# A little better today - Choctawhatchee River



## FishWalton (Jul 22, 2010)

Thanks to my partner who caught my supper today we did a little better fishing a high Choctawhatchee river. We fished the general Cerro Gordo area this morning. Saw a half dozen boats of folks out hunting, but we were the only boat fishing. 

Today was third trip in a row that I have failed to make a contribution to the cooler. My partner caught all the fish on two of those three trips. He did it again today with a decent mess of eating size blues and channels. Bait used was a shrimp cocktail of shrimp and menhaden oil in the Wrap. Expermenting we tried menhaden marinated in Catfish Nectar and menhaden enhanced with menhaden oil. They did not work. 

Worst case of snake bite I have had in a long time. On the way home I think I figured out the problem. I furnished the tackle and let him use my favorite rod with green mono. My rod had orange mono today. That's got to be the problem which I will correct post haste the next time we fish cats together..... I want my green mono back.....LOL. 

The catch today. The largest about 5 lbs., maybe more. Belly full of crawfish as well as some of the others.

Note: My partner is about 45 years younger than me and is a fishing guide in Alaska during the summer months. He has a gift for setting a hook. That could be a factor as well.


----------



## JoeyWelch (Sep 25, 2009)

Nice eaters there. Some of my trips the fish only bite on one side of the boat too. It’s usually the side that I’m not on. 

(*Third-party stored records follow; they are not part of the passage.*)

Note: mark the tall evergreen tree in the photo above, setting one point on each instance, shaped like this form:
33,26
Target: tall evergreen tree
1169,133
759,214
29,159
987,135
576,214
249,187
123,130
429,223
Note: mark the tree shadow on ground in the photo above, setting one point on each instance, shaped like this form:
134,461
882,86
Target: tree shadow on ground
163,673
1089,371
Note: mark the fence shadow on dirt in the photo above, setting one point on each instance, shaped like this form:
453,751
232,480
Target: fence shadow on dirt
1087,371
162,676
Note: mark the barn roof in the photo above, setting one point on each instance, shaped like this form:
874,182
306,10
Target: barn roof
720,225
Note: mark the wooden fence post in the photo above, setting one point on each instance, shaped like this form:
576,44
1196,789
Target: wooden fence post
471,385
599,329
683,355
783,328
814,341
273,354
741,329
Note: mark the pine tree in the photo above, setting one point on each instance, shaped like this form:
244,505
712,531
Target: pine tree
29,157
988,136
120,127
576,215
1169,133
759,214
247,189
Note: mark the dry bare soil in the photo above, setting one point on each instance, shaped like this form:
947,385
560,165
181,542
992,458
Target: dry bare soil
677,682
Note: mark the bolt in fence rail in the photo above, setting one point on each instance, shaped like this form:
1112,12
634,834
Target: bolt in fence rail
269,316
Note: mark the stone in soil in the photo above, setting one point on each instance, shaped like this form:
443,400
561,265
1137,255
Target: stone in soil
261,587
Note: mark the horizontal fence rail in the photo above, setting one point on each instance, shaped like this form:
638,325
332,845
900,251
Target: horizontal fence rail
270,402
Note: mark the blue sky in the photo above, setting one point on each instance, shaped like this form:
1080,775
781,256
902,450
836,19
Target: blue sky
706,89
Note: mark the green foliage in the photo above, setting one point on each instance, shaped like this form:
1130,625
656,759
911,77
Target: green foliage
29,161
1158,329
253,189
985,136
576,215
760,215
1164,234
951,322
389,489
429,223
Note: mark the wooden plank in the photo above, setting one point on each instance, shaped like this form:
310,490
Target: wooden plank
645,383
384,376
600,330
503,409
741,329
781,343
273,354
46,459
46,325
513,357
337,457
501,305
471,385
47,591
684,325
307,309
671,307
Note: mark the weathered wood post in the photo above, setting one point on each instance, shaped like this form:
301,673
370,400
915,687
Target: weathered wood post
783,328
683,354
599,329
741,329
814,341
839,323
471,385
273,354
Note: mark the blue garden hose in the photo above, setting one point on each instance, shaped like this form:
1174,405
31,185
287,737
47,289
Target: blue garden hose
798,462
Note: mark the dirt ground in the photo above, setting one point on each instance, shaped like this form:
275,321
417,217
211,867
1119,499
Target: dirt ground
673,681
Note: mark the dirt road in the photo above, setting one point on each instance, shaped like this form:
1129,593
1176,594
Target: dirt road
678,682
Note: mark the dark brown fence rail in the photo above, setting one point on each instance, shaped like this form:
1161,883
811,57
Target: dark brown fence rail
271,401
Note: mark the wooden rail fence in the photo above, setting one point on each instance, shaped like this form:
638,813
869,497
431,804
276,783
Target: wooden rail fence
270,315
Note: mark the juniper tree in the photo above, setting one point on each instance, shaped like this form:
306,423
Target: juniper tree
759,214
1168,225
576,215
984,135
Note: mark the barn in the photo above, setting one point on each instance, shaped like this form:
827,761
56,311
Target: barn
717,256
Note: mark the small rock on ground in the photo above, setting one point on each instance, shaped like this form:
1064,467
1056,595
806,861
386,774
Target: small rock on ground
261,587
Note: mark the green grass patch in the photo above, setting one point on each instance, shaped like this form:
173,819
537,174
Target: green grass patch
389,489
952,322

Still good to be out there though. Thanks for sharing.


----------



## Rickpcfl (Nov 12, 2013)

Thanks for taking the time to post your fishing reports. I always enjoy reading them.


----------



## jaster (Oct 7, 2007)

Good report!


----------



## Jason (Oct 2, 2007)

You ever try bonita chunks? My guide in South Florida said he had some tourney cat guys come down and caught a few then took em back home (not sure where somewhere up north) and used em as bait fer kitties....they told him it was like cheating....


----------



## FishWalton (Jul 22, 2010)

Jason said:


> You ever try bonita chunks? My guide in South Florida said he had some tourney cat guys come down and caught a few then took em back home (not sure where somewhere up north) and used em as bait fer kitties....they told him it was like cheating....



Goes to show catfish will eat all sorts of stuff. Thanks for the bonita tip. Will put an order in with a couple of my offshore friends to bring me one.


----------



## JoeyWelch (Sep 25, 2009)

Jason said:


> You ever try bonita chunks? My guide in South Florida said he had some tourney cat guys come down and caught a few then took em back home (not sure where somewhere up north) and used em as bait fer kitties....they told him it was like cheating....












This fish was caught on a Bonita chunk. Doesn’t have to be a big piece either. If you have a way of getting some fresh ones, try it out.


----------